Although in ArcelorMittal, the Supreme Court did not directly rule on the interpretation of ‘control’ for the purposes of the takeover regime, its reliance on SAT’s reasoning in the Subhkam Case.  did pave the way for Subhkam’s positive control construct to make a come back.

The Resurrection 

While this may not be the complete NDTV and VCPL story[5], for the current purposes, it is sufficient to know that SEBI looked at a loan agreement with warrants as security and a call option agreement and found that VCPL had acquired control of NDTV and inter alia  directed VCPL to make an open offer to the public shareholders of NDTV. In appeal, SAT found that a combined reading of the aforesaid agreements does not in any way lead to a conclusion of VCPL acquiring control over NDTV.

More importantly, in the process, the Tribunal also reaffirmed and revived the precedent value of Subhkam Case. SAT noted that in ArcelorMittal, the Supreme Court has approved the interpretation of ‘control’ under the Subhkam Case and has concluded that the expression ‘control’ means effective control. SAT brushed aside the objection that Subhkam Case cannot be considered as a precedent[6] stating that since it has been approved by the Supreme Court in ArcelorMittal, it can be considered as a precedent for subsequent cases.

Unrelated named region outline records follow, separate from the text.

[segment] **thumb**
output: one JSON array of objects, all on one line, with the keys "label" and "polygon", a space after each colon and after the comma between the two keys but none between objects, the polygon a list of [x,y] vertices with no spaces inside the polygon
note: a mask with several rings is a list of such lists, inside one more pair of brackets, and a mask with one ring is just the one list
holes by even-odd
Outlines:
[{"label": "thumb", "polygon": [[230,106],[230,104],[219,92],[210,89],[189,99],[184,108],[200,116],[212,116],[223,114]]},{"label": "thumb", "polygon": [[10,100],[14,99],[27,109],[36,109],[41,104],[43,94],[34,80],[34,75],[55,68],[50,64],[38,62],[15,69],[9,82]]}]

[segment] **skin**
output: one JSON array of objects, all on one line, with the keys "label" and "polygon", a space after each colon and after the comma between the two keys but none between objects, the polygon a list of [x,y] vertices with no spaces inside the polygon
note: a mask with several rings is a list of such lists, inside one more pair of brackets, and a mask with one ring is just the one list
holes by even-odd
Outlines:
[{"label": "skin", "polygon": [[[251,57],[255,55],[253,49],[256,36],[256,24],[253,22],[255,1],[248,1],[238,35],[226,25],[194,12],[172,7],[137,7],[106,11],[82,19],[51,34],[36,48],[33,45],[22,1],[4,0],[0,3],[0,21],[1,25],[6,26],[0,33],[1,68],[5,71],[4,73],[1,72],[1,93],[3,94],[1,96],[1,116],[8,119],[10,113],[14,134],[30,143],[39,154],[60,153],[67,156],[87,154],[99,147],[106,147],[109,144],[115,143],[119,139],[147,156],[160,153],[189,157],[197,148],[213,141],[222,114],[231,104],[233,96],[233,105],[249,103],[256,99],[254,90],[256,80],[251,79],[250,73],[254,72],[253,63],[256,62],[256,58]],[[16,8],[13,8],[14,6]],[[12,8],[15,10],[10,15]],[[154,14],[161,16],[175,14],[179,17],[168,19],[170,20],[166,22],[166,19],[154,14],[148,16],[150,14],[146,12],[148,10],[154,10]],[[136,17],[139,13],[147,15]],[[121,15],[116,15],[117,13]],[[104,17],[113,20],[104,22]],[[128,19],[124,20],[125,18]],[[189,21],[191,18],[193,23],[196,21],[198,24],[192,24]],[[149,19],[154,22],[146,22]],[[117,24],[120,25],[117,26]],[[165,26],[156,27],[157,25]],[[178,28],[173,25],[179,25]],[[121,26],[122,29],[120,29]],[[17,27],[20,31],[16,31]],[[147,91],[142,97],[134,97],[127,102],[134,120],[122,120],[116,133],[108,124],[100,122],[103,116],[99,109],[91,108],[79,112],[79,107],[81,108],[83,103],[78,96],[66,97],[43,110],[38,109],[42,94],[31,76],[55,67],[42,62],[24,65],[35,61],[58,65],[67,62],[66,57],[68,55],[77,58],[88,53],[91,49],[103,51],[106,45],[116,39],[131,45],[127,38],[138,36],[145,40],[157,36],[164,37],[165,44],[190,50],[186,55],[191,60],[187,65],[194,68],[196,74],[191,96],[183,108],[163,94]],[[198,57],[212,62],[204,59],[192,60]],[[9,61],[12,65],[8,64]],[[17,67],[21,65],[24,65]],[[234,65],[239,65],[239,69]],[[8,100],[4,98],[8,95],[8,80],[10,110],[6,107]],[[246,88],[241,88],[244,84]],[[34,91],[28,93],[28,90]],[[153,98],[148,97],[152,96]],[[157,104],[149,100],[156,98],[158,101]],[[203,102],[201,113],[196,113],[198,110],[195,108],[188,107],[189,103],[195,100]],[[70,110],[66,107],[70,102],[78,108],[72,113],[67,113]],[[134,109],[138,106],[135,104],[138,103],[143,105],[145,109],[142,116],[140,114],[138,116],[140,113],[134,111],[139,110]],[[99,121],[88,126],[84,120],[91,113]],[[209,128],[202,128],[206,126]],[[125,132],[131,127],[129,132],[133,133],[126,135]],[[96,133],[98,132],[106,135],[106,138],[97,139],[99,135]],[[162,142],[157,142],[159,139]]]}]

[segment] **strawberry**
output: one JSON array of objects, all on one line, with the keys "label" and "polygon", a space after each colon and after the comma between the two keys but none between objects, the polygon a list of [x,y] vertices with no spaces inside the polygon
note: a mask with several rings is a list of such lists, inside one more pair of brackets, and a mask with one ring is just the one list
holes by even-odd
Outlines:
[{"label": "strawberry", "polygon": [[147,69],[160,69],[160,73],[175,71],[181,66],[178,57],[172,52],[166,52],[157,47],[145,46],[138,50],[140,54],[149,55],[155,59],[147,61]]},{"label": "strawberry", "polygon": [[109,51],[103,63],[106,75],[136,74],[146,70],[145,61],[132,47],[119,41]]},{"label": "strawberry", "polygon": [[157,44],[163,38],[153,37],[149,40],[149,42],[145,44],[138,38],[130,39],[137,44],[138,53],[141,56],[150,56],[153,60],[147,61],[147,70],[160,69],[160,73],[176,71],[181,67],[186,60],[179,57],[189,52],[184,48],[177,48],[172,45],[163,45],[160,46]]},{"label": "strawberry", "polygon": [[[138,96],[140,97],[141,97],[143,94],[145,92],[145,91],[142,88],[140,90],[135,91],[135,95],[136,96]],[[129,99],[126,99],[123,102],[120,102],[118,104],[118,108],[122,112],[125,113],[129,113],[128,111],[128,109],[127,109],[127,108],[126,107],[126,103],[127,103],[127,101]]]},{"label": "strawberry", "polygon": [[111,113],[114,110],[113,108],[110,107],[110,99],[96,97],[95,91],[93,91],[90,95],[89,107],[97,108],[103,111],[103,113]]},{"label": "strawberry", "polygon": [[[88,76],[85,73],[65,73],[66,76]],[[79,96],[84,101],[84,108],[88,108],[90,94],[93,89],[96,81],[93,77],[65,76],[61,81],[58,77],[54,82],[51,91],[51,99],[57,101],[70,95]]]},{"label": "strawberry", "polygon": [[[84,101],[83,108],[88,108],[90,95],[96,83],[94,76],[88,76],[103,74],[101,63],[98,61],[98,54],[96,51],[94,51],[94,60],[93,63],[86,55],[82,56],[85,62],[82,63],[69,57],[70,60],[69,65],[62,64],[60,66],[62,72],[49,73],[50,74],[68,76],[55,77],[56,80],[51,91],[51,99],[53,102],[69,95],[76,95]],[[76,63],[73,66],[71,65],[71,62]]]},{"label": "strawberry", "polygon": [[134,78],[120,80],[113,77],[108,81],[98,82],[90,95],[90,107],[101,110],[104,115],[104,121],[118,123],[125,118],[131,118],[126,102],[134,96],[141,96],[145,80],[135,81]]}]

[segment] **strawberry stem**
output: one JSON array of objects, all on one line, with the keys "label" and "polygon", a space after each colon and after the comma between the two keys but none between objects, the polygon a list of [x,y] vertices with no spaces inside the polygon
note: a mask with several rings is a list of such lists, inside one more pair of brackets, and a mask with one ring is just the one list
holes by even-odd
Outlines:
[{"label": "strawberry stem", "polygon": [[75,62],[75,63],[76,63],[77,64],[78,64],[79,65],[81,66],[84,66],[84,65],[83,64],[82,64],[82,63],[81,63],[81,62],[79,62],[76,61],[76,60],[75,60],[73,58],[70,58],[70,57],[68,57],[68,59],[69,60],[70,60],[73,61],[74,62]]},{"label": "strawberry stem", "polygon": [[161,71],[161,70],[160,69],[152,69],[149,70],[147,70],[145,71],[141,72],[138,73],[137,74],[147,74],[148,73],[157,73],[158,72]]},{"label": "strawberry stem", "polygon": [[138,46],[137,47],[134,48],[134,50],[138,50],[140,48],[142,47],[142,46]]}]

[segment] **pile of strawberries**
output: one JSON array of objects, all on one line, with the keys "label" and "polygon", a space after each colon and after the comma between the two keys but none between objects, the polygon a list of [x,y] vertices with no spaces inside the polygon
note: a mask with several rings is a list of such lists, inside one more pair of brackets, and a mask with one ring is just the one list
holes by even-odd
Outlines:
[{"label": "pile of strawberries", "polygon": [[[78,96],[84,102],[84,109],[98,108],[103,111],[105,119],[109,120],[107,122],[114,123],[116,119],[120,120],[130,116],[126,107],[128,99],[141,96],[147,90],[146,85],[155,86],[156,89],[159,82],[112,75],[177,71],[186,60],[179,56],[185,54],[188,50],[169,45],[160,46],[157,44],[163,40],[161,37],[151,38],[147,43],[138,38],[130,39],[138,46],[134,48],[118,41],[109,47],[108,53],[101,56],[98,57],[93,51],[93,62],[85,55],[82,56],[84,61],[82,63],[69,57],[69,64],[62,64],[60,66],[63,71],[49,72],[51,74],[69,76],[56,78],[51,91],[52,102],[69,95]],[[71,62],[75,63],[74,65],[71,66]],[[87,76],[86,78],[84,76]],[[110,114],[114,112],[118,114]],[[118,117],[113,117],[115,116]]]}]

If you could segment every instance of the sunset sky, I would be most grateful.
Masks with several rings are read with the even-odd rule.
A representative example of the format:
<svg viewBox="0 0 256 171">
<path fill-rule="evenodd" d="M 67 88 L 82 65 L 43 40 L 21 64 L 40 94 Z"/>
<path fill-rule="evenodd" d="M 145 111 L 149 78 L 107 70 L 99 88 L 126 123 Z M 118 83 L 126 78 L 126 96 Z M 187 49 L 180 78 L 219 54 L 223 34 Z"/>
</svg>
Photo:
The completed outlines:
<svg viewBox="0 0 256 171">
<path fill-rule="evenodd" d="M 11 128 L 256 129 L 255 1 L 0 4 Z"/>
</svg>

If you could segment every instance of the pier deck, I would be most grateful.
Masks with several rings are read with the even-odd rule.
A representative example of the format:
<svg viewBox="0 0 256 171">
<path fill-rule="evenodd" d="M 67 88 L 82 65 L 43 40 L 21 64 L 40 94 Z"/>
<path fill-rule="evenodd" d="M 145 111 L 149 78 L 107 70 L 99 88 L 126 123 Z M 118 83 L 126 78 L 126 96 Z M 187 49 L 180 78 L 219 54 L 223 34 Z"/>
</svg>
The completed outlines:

The SAT noted that the affirmative/ veto rights of VCPL are meant to ensure standards of good governance are not in the nature of day-to-day operational control or management or policy decisions. Since VCPL only has negative control and does not have the right to have any particular course of action to be adopted, VCPL cannot be construed to be in control of NDTV.

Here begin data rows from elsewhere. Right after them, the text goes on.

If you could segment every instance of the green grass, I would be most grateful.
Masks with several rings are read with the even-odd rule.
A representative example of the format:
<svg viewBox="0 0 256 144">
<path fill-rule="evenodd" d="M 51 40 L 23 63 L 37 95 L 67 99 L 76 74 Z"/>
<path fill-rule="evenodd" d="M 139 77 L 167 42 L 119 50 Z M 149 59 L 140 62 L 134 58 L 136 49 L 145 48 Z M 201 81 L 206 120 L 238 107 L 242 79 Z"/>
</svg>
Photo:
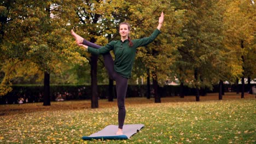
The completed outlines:
<svg viewBox="0 0 256 144">
<path fill-rule="evenodd" d="M 126 140 L 84 141 L 109 124 L 118 124 L 116 100 L 100 100 L 0 105 L 1 143 L 256 143 L 256 99 L 217 94 L 162 98 L 127 98 L 125 124 L 145 127 Z"/>
</svg>

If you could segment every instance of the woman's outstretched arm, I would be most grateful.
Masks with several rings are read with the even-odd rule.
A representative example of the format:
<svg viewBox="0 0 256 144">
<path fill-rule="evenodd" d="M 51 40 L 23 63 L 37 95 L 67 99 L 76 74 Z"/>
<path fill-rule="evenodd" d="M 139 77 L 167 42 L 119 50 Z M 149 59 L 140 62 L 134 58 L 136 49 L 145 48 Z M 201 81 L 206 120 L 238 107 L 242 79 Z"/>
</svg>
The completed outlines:
<svg viewBox="0 0 256 144">
<path fill-rule="evenodd" d="M 153 32 L 150 36 L 133 40 L 133 41 L 135 41 L 134 45 L 136 47 L 146 46 L 152 43 L 155 39 L 156 38 L 158 35 L 161 33 L 160 30 L 162 27 L 162 23 L 164 22 L 164 13 L 162 12 L 161 16 L 159 17 L 159 20 L 158 20 L 159 23 L 157 29 Z"/>
</svg>

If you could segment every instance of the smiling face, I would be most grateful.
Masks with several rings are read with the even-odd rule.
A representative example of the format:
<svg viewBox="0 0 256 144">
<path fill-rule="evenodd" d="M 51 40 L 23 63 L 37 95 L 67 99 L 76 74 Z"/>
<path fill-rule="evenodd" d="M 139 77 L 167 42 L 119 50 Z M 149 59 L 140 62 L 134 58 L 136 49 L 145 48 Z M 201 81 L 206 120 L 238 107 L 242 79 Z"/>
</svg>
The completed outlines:
<svg viewBox="0 0 256 144">
<path fill-rule="evenodd" d="M 128 37 L 130 29 L 129 26 L 125 24 L 122 24 L 119 26 L 119 33 L 123 38 Z"/>
</svg>

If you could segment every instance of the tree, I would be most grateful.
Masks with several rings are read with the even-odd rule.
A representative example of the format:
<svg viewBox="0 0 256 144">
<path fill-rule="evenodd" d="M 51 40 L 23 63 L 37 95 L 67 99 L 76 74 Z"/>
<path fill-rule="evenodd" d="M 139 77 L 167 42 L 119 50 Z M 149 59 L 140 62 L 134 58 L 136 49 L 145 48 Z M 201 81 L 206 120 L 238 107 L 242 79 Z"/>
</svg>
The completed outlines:
<svg viewBox="0 0 256 144">
<path fill-rule="evenodd" d="M 180 7 L 187 10 L 186 25 L 179 34 L 184 39 L 178 49 L 179 59 L 176 64 L 177 77 L 185 85 L 196 89 L 212 88 L 222 76 L 217 63 L 224 59 L 222 55 L 222 16 L 216 1 L 183 1 Z"/>
<path fill-rule="evenodd" d="M 225 26 L 224 44 L 234 54 L 234 63 L 242 71 L 236 77 L 242 77 L 241 98 L 244 97 L 245 77 L 255 79 L 255 5 L 252 1 L 223 1 Z M 237 66 L 236 66 L 237 67 Z"/>
<path fill-rule="evenodd" d="M 2 4 L 8 4 L 7 17 L 10 20 L 5 23 L 6 32 L 2 43 L 6 47 L 4 50 L 8 54 L 7 57 L 34 63 L 35 68 L 43 72 L 43 105 L 50 105 L 50 73 L 59 70 L 57 64 L 61 60 L 68 59 L 65 55 L 61 57 L 61 53 L 64 53 L 61 52 L 62 48 L 70 44 L 63 37 L 67 34 L 65 28 L 68 21 L 61 18 L 65 5 L 57 1 L 15 1 L 4 2 Z M 73 57 L 77 60 L 74 62 L 86 61 L 76 53 L 69 54 L 75 56 Z M 5 77 L 9 76 L 5 74 Z"/>
</svg>

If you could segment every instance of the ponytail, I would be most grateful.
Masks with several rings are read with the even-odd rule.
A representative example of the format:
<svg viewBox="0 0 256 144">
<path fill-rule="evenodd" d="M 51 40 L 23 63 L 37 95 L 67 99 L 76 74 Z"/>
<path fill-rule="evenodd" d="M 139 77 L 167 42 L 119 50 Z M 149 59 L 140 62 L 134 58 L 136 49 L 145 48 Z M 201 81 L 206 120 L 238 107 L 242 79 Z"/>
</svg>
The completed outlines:
<svg viewBox="0 0 256 144">
<path fill-rule="evenodd" d="M 131 39 L 129 35 L 128 35 L 128 41 L 129 41 L 130 47 L 132 47 L 133 45 L 133 43 L 132 43 L 132 41 L 131 41 Z"/>
<path fill-rule="evenodd" d="M 121 25 L 127 25 L 128 26 L 128 29 L 129 31 L 131 30 L 131 26 L 130 26 L 130 24 L 128 23 L 127 22 L 121 22 L 121 23 L 119 24 L 119 27 Z M 133 45 L 133 44 L 132 43 L 132 41 L 131 41 L 131 38 L 130 38 L 129 35 L 128 35 L 128 41 L 129 41 L 129 46 L 130 46 L 130 47 L 132 47 Z"/>
</svg>

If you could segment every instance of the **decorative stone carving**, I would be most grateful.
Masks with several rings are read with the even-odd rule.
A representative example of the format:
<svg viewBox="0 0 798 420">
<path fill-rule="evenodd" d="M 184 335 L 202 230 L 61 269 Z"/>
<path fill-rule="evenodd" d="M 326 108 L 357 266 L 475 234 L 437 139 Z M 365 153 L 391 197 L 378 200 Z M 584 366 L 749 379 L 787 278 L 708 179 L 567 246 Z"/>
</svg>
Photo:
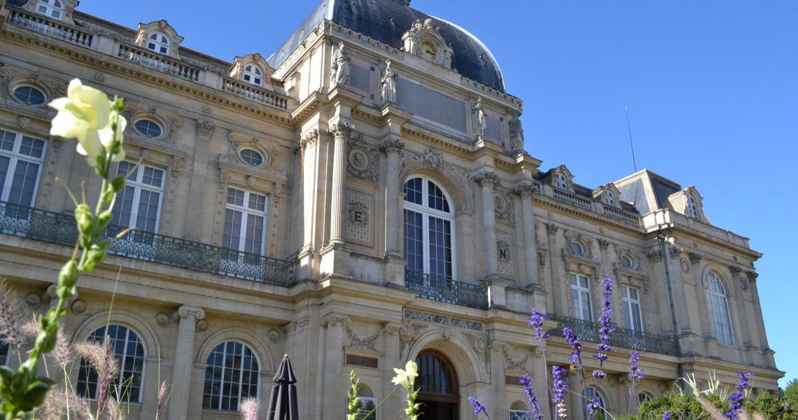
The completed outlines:
<svg viewBox="0 0 798 420">
<path fill-rule="evenodd" d="M 330 85 L 349 85 L 352 72 L 352 59 L 346 55 L 346 44 L 341 42 L 333 53 L 333 62 L 330 69 Z"/>
<path fill-rule="evenodd" d="M 397 78 L 398 74 L 391 67 L 393 61 L 385 61 L 385 72 L 382 75 L 381 81 L 380 94 L 383 103 L 393 103 L 397 101 Z"/>
</svg>

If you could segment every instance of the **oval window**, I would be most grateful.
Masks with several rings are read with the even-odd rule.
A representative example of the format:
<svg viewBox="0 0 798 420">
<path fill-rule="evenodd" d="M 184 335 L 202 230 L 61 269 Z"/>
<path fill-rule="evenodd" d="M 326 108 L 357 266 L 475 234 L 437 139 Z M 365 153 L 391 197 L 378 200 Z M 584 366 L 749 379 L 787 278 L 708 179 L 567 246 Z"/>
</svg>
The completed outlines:
<svg viewBox="0 0 798 420">
<path fill-rule="evenodd" d="M 152 120 L 138 120 L 133 125 L 136 127 L 136 131 L 148 137 L 158 137 L 164 133 L 160 125 Z"/>
<path fill-rule="evenodd" d="M 571 249 L 578 256 L 583 256 L 585 254 L 585 248 L 582 246 L 582 244 L 575 240 L 571 243 Z"/>
<path fill-rule="evenodd" d="M 14 89 L 14 97 L 20 102 L 28 105 L 41 105 L 45 103 L 45 94 L 33 86 L 19 86 Z"/>
<path fill-rule="evenodd" d="M 241 159 L 252 166 L 259 166 L 260 164 L 263 163 L 263 155 L 252 150 L 251 149 L 245 149 L 242 150 Z"/>
</svg>

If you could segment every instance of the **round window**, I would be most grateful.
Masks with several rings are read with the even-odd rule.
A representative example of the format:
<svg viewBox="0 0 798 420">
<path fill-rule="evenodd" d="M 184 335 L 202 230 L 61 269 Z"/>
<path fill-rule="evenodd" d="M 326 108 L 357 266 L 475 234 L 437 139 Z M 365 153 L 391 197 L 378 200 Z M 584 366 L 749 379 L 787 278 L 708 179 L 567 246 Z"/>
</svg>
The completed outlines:
<svg viewBox="0 0 798 420">
<path fill-rule="evenodd" d="M 252 150 L 245 149 L 241 151 L 241 159 L 252 166 L 259 166 L 263 163 L 263 155 Z"/>
<path fill-rule="evenodd" d="M 45 94 L 33 86 L 19 86 L 14 89 L 14 97 L 20 102 L 28 105 L 41 105 L 45 103 Z"/>
<path fill-rule="evenodd" d="M 575 240 L 571 243 L 571 249 L 578 256 L 583 256 L 585 254 L 585 247 L 583 247 L 582 244 Z"/>
<path fill-rule="evenodd" d="M 621 256 L 621 262 L 623 263 L 623 267 L 626 268 L 631 269 L 634 267 L 634 260 L 632 260 L 632 257 L 627 255 Z"/>
<path fill-rule="evenodd" d="M 134 125 L 136 131 L 148 137 L 159 137 L 164 133 L 160 125 L 152 120 L 138 120 Z"/>
</svg>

The rights that were noted favourably by the Tribunal as not amounting to control included, affirmative consents for amendments to charter documents, issuance of securities, buyback of securities, reduction or alteration of share capital, encumbrance on shares, raising loans and establishing subsidiaries.

Another Sequel in the Making?

SAT ruling in NDTV Case is certainly a welcome one since it provides further support to the view that negative control does not amount to control for the purposes of Takeover Regulations. This judgment should lay to rest, some of the usual caveats that have accompanied financial investors seeking affirmative/ veto rights in listed companies. However, given the past record, SEBI taking this to the Supreme Court cannot be ruled out and there may yet be another twist in the tale.


[1] Vishvapradhan Commercial Pvt. Ltd v. SEBI, Appeal No. 293 of 2018

[2] Subhkam Ventures (I) Private Limited v. SEBI, Appeal No. 8 of 2009

[3] Securities and Exchange Board of India v. Subhkam Ventures (I) Private Limited, Civil Appeal No. 3371 of 2010.

[4] AIR 2018 SC 5646. Also see, Re: Kamat Hotels (India) Limited, WTM/GM/EFD/DRAIII/20/MAR/2017

[5] https://caravanmagazine.in/media/350-crore-rupee-mystery-open-offer-ndtv-vcpl-sebi

[6]In view of the Supreme Court keeping the question of law open while disposing the appeal against SAT order in Subhkam Case.